It’s a multi-faceted holiday. At the first official Culver City celebration of Juneteenth at the downtown plaza, the speakers at the event had multiple names for it; Freedom Day, Kingdom Day, the End of Slavery. The title of Juneteenth is a poetic junction of June 19th, the anniversary of the day that the news of the Emancipation Proclamation reached Texas.
I was delighted to join in the celebration with the storytellers, the drummers and the amazing musicians that performed on Sunday, and I heard their take on things; on my own calendar, I think of it as Freedom of Accurate Information Day. Not nearly as easy on the ear as Juneteenth, but consider the history.
People who had been legally enslaved were proclaimed to be free, but they had no way of knowing. Once the information reached them, lives changed.

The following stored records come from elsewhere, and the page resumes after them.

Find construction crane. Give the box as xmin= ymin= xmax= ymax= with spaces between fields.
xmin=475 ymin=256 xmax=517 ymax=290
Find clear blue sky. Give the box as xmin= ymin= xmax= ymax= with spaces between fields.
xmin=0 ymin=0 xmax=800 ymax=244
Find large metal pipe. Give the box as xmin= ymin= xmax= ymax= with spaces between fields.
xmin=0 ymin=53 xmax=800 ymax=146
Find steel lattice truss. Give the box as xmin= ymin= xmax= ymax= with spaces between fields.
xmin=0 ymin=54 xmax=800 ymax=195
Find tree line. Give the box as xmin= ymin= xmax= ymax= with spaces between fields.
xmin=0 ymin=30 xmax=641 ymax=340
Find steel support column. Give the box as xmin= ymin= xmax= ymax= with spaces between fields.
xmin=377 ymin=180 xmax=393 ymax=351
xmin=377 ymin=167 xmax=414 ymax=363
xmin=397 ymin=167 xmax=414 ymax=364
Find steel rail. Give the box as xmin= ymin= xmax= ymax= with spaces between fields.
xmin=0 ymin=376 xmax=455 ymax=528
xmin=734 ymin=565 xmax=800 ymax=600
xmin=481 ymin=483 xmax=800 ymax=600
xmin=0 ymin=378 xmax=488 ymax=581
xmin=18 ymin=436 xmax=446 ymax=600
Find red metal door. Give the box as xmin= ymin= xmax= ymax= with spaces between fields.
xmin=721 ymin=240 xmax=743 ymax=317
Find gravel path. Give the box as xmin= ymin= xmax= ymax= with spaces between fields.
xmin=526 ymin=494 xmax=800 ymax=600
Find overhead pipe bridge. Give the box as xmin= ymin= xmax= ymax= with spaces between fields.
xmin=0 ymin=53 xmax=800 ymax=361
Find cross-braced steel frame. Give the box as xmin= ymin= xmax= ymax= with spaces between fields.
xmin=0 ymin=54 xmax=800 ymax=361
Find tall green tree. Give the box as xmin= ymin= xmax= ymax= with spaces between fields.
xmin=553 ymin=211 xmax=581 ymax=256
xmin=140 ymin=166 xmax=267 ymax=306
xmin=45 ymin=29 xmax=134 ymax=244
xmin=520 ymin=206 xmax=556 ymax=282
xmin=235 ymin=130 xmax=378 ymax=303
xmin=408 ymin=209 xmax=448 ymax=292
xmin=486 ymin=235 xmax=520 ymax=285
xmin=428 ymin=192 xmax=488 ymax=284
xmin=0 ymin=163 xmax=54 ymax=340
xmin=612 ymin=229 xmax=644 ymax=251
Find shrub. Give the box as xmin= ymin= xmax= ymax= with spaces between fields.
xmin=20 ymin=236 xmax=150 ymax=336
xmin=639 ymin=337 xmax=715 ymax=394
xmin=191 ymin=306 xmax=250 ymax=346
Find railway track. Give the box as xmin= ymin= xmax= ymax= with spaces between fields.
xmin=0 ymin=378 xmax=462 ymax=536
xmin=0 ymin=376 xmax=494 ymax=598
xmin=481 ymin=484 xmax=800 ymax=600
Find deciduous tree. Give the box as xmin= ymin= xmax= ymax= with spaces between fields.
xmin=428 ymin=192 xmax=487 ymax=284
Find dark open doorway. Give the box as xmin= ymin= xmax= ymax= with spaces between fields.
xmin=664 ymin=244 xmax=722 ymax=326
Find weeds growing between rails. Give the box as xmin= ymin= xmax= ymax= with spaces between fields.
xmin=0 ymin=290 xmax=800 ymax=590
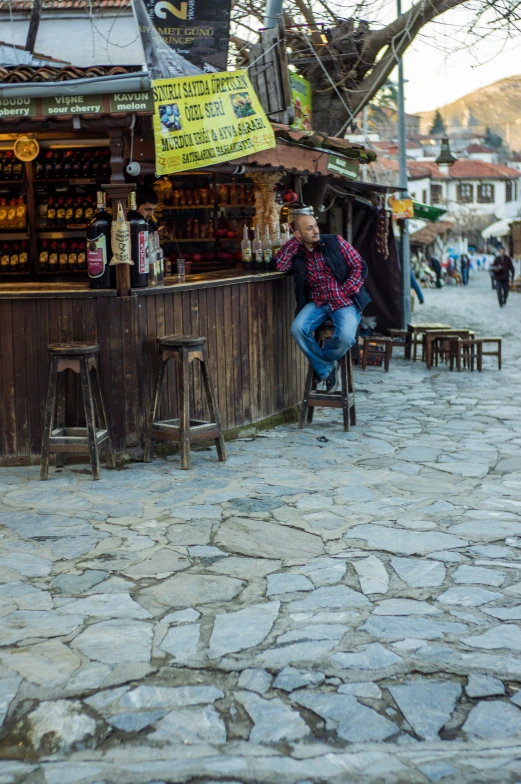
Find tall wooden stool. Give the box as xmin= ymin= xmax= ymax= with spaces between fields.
xmin=298 ymin=322 xmax=356 ymax=432
xmin=40 ymin=343 xmax=116 ymax=479
xmin=362 ymin=335 xmax=393 ymax=373
xmin=143 ymin=335 xmax=226 ymax=469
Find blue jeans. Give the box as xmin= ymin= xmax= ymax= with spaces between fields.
xmin=411 ymin=270 xmax=423 ymax=305
xmin=291 ymin=302 xmax=361 ymax=379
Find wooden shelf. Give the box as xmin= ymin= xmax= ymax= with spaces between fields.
xmin=162 ymin=238 xmax=215 ymax=245
xmin=0 ymin=229 xmax=29 ymax=242
xmin=36 ymin=223 xmax=87 ymax=232
xmin=217 ymin=204 xmax=255 ymax=210
xmin=157 ymin=202 xmax=215 ymax=212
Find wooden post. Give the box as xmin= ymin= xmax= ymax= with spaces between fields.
xmin=25 ymin=0 xmax=42 ymax=52
xmin=103 ymin=129 xmax=136 ymax=297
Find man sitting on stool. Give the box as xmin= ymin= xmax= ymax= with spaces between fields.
xmin=275 ymin=214 xmax=370 ymax=393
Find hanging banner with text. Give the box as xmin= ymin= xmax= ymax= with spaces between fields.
xmin=152 ymin=71 xmax=275 ymax=175
xmin=133 ymin=0 xmax=232 ymax=78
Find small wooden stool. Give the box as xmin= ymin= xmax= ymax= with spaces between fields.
xmin=143 ymin=335 xmax=226 ymax=469
xmin=450 ymin=337 xmax=502 ymax=373
xmin=298 ymin=322 xmax=356 ymax=432
xmin=40 ymin=343 xmax=116 ymax=479
xmin=388 ymin=329 xmax=412 ymax=359
xmin=362 ymin=335 xmax=393 ymax=373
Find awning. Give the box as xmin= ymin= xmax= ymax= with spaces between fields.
xmin=481 ymin=218 xmax=517 ymax=240
xmin=412 ymin=199 xmax=447 ymax=223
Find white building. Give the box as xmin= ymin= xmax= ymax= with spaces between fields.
xmin=0 ymin=0 xmax=145 ymax=67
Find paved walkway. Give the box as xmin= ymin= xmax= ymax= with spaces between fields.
xmin=0 ymin=276 xmax=521 ymax=784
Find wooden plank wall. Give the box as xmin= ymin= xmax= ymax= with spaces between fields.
xmin=0 ymin=278 xmax=305 ymax=464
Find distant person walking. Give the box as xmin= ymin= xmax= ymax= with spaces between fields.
xmin=427 ymin=253 xmax=442 ymax=289
xmin=490 ymin=246 xmax=516 ymax=308
xmin=459 ymin=253 xmax=470 ymax=286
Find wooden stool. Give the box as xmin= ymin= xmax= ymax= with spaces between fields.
xmin=388 ymin=329 xmax=412 ymax=359
xmin=40 ymin=343 xmax=116 ymax=479
xmin=143 ymin=335 xmax=226 ymax=469
xmin=298 ymin=322 xmax=356 ymax=432
xmin=450 ymin=337 xmax=502 ymax=373
xmin=362 ymin=335 xmax=393 ymax=373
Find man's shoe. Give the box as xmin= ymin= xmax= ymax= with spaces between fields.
xmin=326 ymin=362 xmax=340 ymax=395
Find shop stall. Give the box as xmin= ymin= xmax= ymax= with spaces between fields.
xmin=0 ymin=67 xmax=374 ymax=465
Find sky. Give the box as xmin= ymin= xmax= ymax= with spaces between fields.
xmin=392 ymin=3 xmax=521 ymax=114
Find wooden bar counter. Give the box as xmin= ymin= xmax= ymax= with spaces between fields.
xmin=0 ymin=270 xmax=306 ymax=465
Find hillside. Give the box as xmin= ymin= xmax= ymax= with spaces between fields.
xmin=418 ymin=76 xmax=521 ymax=151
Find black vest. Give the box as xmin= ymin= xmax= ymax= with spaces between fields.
xmin=292 ymin=234 xmax=371 ymax=313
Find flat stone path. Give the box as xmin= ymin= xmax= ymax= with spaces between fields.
xmin=0 ymin=274 xmax=521 ymax=784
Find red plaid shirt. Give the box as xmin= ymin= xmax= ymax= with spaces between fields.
xmin=275 ymin=237 xmax=364 ymax=310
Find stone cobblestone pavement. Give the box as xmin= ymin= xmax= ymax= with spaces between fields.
xmin=0 ymin=276 xmax=521 ymax=784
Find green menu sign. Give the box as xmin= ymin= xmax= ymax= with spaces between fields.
xmin=327 ymin=155 xmax=360 ymax=180
xmin=42 ymin=95 xmax=103 ymax=117
xmin=110 ymin=91 xmax=154 ymax=112
xmin=0 ymin=98 xmax=36 ymax=117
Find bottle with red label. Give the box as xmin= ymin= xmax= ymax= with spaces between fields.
xmin=76 ymin=240 xmax=87 ymax=270
xmin=49 ymin=242 xmax=58 ymax=272
xmin=127 ymin=191 xmax=148 ymax=288
xmin=58 ymin=240 xmax=69 ymax=272
xmin=38 ymin=240 xmax=49 ymax=272
xmin=18 ymin=240 xmax=28 ymax=272
xmin=87 ymin=191 xmax=116 ymax=289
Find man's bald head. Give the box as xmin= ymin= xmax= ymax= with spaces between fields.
xmin=293 ymin=215 xmax=320 ymax=250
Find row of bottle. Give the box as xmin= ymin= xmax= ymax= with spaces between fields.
xmin=0 ymin=196 xmax=27 ymax=231
xmin=87 ymin=191 xmax=164 ymax=289
xmin=0 ymin=241 xmax=28 ymax=274
xmin=0 ymin=150 xmax=24 ymax=182
xmin=154 ymin=177 xmax=255 ymax=207
xmin=241 ymin=223 xmax=291 ymax=270
xmin=43 ymin=196 xmax=95 ymax=227
xmin=38 ymin=238 xmax=87 ymax=272
xmin=36 ymin=147 xmax=111 ymax=182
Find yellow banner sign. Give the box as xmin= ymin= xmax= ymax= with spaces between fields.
xmin=152 ymin=71 xmax=275 ymax=175
xmin=389 ymin=196 xmax=414 ymax=220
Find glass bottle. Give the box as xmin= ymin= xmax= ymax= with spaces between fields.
xmin=127 ymin=191 xmax=148 ymax=288
xmin=2 ymin=150 xmax=14 ymax=180
xmin=38 ymin=240 xmax=49 ymax=271
xmin=87 ymin=191 xmax=115 ymax=289
xmin=7 ymin=199 xmax=16 ymax=229
xmin=44 ymin=150 xmax=54 ymax=180
xmin=0 ymin=242 xmax=10 ymax=272
xmin=18 ymin=240 xmax=27 ymax=272
xmin=251 ymin=226 xmax=263 ymax=270
xmin=16 ymin=196 xmax=27 ymax=229
xmin=0 ymin=198 xmax=7 ymax=229
xmin=65 ymin=196 xmax=74 ymax=226
xmin=56 ymin=196 xmax=65 ymax=226
xmin=9 ymin=242 xmax=20 ymax=272
xmin=47 ymin=196 xmax=56 ymax=226
xmin=49 ymin=242 xmax=58 ymax=272
xmin=76 ymin=240 xmax=87 ymax=270
xmin=230 ymin=177 xmax=239 ymax=205
xmin=262 ymin=225 xmax=273 ymax=271
xmin=241 ymin=226 xmax=252 ymax=272
xmin=67 ymin=241 xmax=78 ymax=272
xmin=58 ymin=240 xmax=69 ymax=272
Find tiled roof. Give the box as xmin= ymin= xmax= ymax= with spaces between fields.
xmin=411 ymin=221 xmax=454 ymax=245
xmin=407 ymin=158 xmax=521 ymax=180
xmin=0 ymin=65 xmax=141 ymax=84
xmin=0 ymin=0 xmax=132 ymax=13
xmin=435 ymin=158 xmax=520 ymax=180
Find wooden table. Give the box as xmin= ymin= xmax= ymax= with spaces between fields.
xmin=424 ymin=329 xmax=474 ymax=370
xmin=405 ymin=322 xmax=452 ymax=361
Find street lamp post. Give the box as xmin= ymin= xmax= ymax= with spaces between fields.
xmin=396 ymin=0 xmax=411 ymax=329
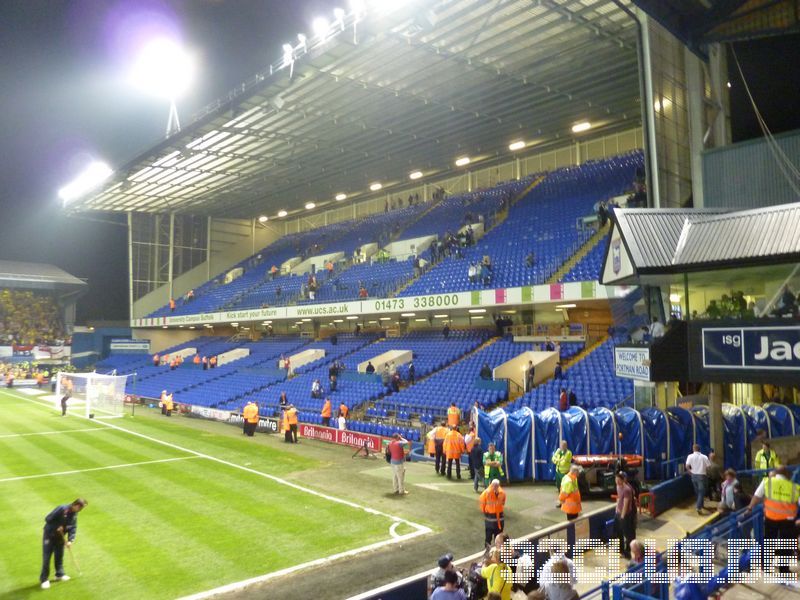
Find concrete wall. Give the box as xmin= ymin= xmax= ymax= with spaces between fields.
xmin=492 ymin=350 xmax=558 ymax=391
xmin=358 ymin=350 xmax=413 ymax=374
xmin=217 ymin=348 xmax=250 ymax=367
xmin=384 ymin=235 xmax=437 ymax=259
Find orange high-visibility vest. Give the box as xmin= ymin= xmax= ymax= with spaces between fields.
xmin=558 ymin=473 xmax=581 ymax=515
xmin=447 ymin=406 xmax=461 ymax=427
xmin=444 ymin=429 xmax=467 ymax=459
xmin=764 ymin=477 xmax=800 ymax=521
xmin=478 ymin=486 xmax=506 ymax=527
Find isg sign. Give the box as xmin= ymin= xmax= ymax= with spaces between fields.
xmin=702 ymin=326 xmax=800 ymax=371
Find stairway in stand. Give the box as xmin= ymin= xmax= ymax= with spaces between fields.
xmin=547 ymin=223 xmax=611 ymax=283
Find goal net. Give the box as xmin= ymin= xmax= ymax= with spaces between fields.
xmin=56 ymin=372 xmax=128 ymax=418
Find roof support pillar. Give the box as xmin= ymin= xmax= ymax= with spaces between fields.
xmin=128 ymin=212 xmax=133 ymax=321
xmin=206 ymin=217 xmax=213 ymax=281
xmin=683 ymin=48 xmax=706 ymax=208
xmin=167 ymin=213 xmax=175 ymax=299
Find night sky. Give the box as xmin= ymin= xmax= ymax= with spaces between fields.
xmin=0 ymin=0 xmax=318 ymax=323
xmin=0 ymin=0 xmax=800 ymax=323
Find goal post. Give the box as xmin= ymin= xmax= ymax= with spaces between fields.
xmin=56 ymin=371 xmax=128 ymax=418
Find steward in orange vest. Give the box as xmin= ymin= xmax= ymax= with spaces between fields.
xmin=447 ymin=402 xmax=461 ymax=427
xmin=320 ymin=398 xmax=331 ymax=427
xmin=558 ymin=465 xmax=581 ymax=521
xmin=444 ymin=427 xmax=467 ymax=479
xmin=478 ymin=479 xmax=506 ymax=546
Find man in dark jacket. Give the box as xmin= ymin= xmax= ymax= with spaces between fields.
xmin=469 ymin=437 xmax=483 ymax=493
xmin=39 ymin=498 xmax=88 ymax=590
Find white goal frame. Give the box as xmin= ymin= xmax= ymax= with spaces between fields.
xmin=55 ymin=371 xmax=128 ymax=419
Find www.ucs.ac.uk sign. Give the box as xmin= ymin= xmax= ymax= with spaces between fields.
xmin=702 ymin=326 xmax=800 ymax=371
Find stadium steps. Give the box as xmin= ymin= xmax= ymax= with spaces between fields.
xmin=547 ymin=221 xmax=611 ymax=283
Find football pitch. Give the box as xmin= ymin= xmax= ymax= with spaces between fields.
xmin=0 ymin=390 xmax=430 ymax=599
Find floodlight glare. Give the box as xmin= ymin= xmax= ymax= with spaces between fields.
xmin=58 ymin=161 xmax=113 ymax=204
xmin=131 ymin=38 xmax=195 ymax=102
xmin=311 ymin=17 xmax=331 ymax=39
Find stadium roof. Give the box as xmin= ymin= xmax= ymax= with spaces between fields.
xmin=601 ymin=203 xmax=800 ymax=285
xmin=0 ymin=260 xmax=86 ymax=289
xmin=67 ymin=0 xmax=641 ymax=218
xmin=632 ymin=0 xmax=800 ymax=56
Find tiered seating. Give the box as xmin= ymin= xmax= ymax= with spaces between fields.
xmin=231 ymin=334 xmax=382 ymax=423
xmin=376 ymin=340 xmax=534 ymax=423
xmin=305 ymin=260 xmax=414 ymax=302
xmin=400 ymin=153 xmax=642 ymax=296
xmin=561 ymin=237 xmax=608 ymax=281
xmin=510 ymin=340 xmax=633 ymax=411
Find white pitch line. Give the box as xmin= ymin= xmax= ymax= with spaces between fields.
xmin=0 ymin=456 xmax=200 ymax=483
xmin=0 ymin=427 xmax=105 ymax=439
xmin=6 ymin=386 xmax=433 ymax=600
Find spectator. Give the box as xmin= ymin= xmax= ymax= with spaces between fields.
xmin=431 ymin=571 xmax=467 ymax=600
xmin=650 ymin=317 xmax=664 ymax=340
xmin=614 ymin=471 xmax=636 ymax=559
xmin=481 ymin=548 xmax=514 ymax=600
xmin=525 ymin=360 xmax=536 ymax=392
xmin=558 ymin=388 xmax=569 ymax=412
xmin=717 ymin=469 xmax=739 ymax=513
xmin=686 ymin=444 xmax=710 ymax=515
xmin=480 ymin=363 xmax=492 ymax=381
xmin=706 ymin=450 xmax=723 ymax=502
xmin=429 ymin=552 xmax=464 ymax=597
xmin=553 ymin=361 xmax=564 ymax=381
xmin=469 ymin=436 xmax=483 ymax=494
xmin=387 ymin=433 xmax=408 ymax=496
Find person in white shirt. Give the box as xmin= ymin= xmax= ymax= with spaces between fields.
xmin=650 ymin=317 xmax=664 ymax=340
xmin=686 ymin=444 xmax=711 ymax=515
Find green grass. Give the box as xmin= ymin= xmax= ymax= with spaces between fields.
xmin=0 ymin=391 xmax=411 ymax=599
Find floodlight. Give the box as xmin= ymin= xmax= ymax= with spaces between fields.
xmin=131 ymin=38 xmax=195 ymax=102
xmin=283 ymin=44 xmax=294 ymax=67
xmin=311 ymin=17 xmax=331 ymax=40
xmin=58 ymin=161 xmax=113 ymax=204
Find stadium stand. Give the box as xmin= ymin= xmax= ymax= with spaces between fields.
xmin=400 ymin=152 xmax=643 ymax=296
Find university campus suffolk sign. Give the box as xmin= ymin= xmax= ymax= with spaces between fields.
xmin=702 ymin=325 xmax=800 ymax=371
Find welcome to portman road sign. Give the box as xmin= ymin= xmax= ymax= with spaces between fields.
xmin=131 ymin=281 xmax=630 ymax=327
xmin=703 ymin=326 xmax=800 ymax=372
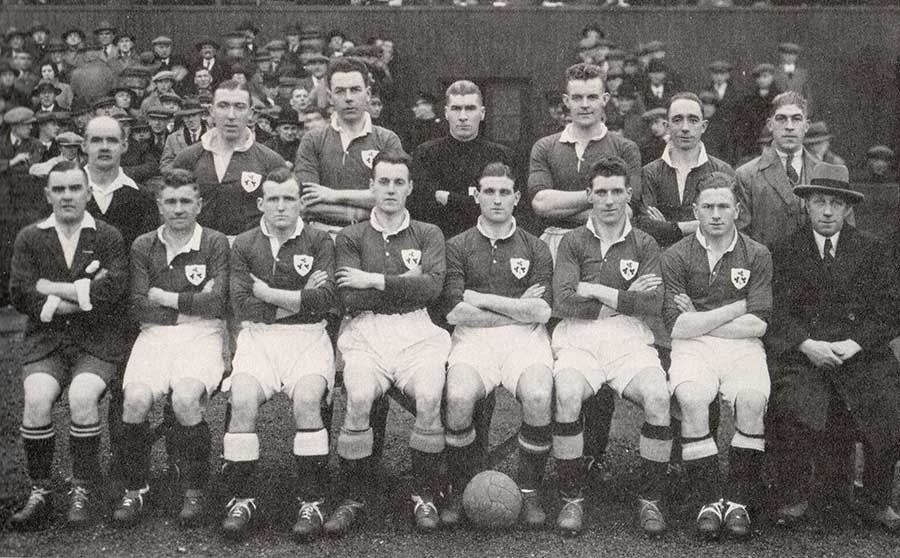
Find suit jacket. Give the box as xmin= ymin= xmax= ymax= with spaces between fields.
xmin=735 ymin=146 xmax=819 ymax=250
xmin=764 ymin=224 xmax=900 ymax=452
xmin=10 ymin=219 xmax=130 ymax=363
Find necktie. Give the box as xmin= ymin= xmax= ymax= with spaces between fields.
xmin=822 ymin=238 xmax=834 ymax=267
xmin=784 ymin=153 xmax=800 ymax=186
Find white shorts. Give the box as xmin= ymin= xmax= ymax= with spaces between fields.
xmin=669 ymin=335 xmax=770 ymax=403
xmin=447 ymin=324 xmax=553 ymax=395
xmin=122 ymin=320 xmax=225 ymax=401
xmin=553 ymin=314 xmax=663 ymax=396
xmin=222 ymin=321 xmax=334 ymax=399
xmin=338 ymin=308 xmax=450 ymax=394
xmin=541 ymin=227 xmax=572 ymax=263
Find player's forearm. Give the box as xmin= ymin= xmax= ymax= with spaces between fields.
xmin=708 ymin=314 xmax=768 ymax=339
xmin=477 ymin=293 xmax=550 ymax=324
xmin=531 ymin=190 xmax=591 ymax=218
xmin=672 ymin=300 xmax=747 ymax=339
xmin=447 ymin=302 xmax=518 ymax=327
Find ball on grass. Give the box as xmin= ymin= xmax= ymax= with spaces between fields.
xmin=463 ymin=471 xmax=522 ymax=529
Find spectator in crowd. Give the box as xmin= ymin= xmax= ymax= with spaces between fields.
xmin=172 ymin=80 xmax=285 ymax=236
xmin=736 ymin=91 xmax=819 ymax=248
xmin=407 ymin=80 xmax=515 ymax=238
xmin=699 ymin=91 xmax=735 ymax=165
xmin=294 ymin=57 xmax=403 ymax=237
xmin=159 ymin=99 xmax=206 ymax=174
xmin=738 ymin=63 xmax=781 ymax=163
xmin=866 ymin=145 xmax=897 ymax=184
xmin=406 ymin=91 xmax=444 ymax=152
xmin=639 ymin=107 xmax=670 ymax=161
xmin=803 ymin=120 xmax=846 ymax=166
xmin=766 ymin=163 xmax=900 ymax=533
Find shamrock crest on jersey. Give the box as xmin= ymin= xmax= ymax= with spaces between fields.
xmin=731 ymin=267 xmax=750 ymax=289
xmin=294 ymin=254 xmax=313 ymax=277
xmin=509 ymin=258 xmax=531 ymax=279
xmin=400 ymin=249 xmax=422 ymax=269
xmin=619 ymin=260 xmax=639 ymax=281
xmin=184 ymin=264 xmax=206 ymax=287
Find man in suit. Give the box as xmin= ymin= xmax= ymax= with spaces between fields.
xmin=766 ymin=163 xmax=900 ymax=533
xmin=10 ymin=161 xmax=128 ymax=529
xmin=736 ymin=91 xmax=819 ymax=249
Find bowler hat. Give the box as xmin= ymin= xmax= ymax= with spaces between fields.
xmin=794 ymin=163 xmax=865 ymax=203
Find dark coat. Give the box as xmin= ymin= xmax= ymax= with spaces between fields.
xmin=764 ymin=224 xmax=900 ymax=458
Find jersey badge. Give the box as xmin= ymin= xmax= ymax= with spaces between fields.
xmin=619 ymin=260 xmax=640 ymax=281
xmin=400 ymin=249 xmax=422 ymax=269
xmin=241 ymin=171 xmax=262 ymax=192
xmin=184 ymin=264 xmax=206 ymax=287
xmin=509 ymin=258 xmax=531 ymax=279
xmin=731 ymin=267 xmax=750 ymax=290
xmin=294 ymin=254 xmax=313 ymax=277
xmin=360 ymin=149 xmax=379 ymax=168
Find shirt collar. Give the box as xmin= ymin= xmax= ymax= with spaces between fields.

In the moment we live in now, where accurate information is constantly competing for space with both misinformation and its evil twin, disinformation, Juneteenth is a point of inflection. How can you exercise a right you don’t know that you have? How can you maintain your freedoms when so many are telling you that you they are already gone?
One part of an information campaign that educated me a few years ago was the fact that if ICE (Immigration and Customs Enforcement) knocks on your door, you have the right to keep that door closed. They do not have the right to come in without your permission. I did not know that I had that right. I do now.
Most of us know, we have the right to remain silent. Thousands of police movies and television shows have repeated the Miranda so often, many of us can recite it as easily as the Pledge of Allegiance.
Roll it all the way back to the Magna Carta, where a group of nobles decided to proclaim that the king did not have the right to hold himself above the law. There are still, it seems, people having trouble with this concept. Which is too bad; we have the right to hold our leaders accountable.
It was great to see downtown Culver City filled with people dancing, talking, feasting, laughing. I hope the event continues on as an annual thing.
The story of the Union troops coming to Texas to deliver the news is one that has many facets. I like the word ‘Juneteenth.’ I like what it stands for even more than that.